The emergence of resistance to glycopeptide antibiotics such as vancomycin and teicoplanin among Gram-positive bacteria has spurred the search for second-generation drugs of this class. Oritavancin, a promising novel, second-generation, semisynthetic lipoglycopeptide, is distinguished by two mechanisms of action: inhibition of cell wall synthesis and disruption of the cell membrane. This dual mechanism of action has increased the activity of oritavancin against vancomycin-resistant Gram-positive bacteria compared to other glycopeptides.
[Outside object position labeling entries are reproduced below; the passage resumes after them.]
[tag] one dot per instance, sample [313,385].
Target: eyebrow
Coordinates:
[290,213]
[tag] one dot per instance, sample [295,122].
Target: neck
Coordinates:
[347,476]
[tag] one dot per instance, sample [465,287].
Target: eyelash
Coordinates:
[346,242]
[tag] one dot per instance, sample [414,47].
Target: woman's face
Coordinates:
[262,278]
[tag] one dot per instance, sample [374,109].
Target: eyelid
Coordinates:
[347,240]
Oritavancin has a concentration-dependent and rapid bactericidal activity against Gram-positive bacteria, particularly enterococci, contrary to vancomycin and teicoplanin, which exhibit bacteriostatic activity. It has a long half-life of about 195.4 hours and is slowly eliminated by the liver and kidneys, allowing once-daily dosing. Oritavancin has demonstrated preliminary safety and efficacy in Phase I and Phase II clinical trials. It was recently shown to be noninferior to vancomycin in a large Phase III randomized, double-blind clinical trial. To date, adverse events have been mild and limited, the most common being administration site complaints, headache, and nausea. Oritavancin appears to be a promising antimicrobial alternative to vancomycin with additional activity against Staphylococcus and Enterococcus isolates resistant to vancomycin and a more convenient way of administration.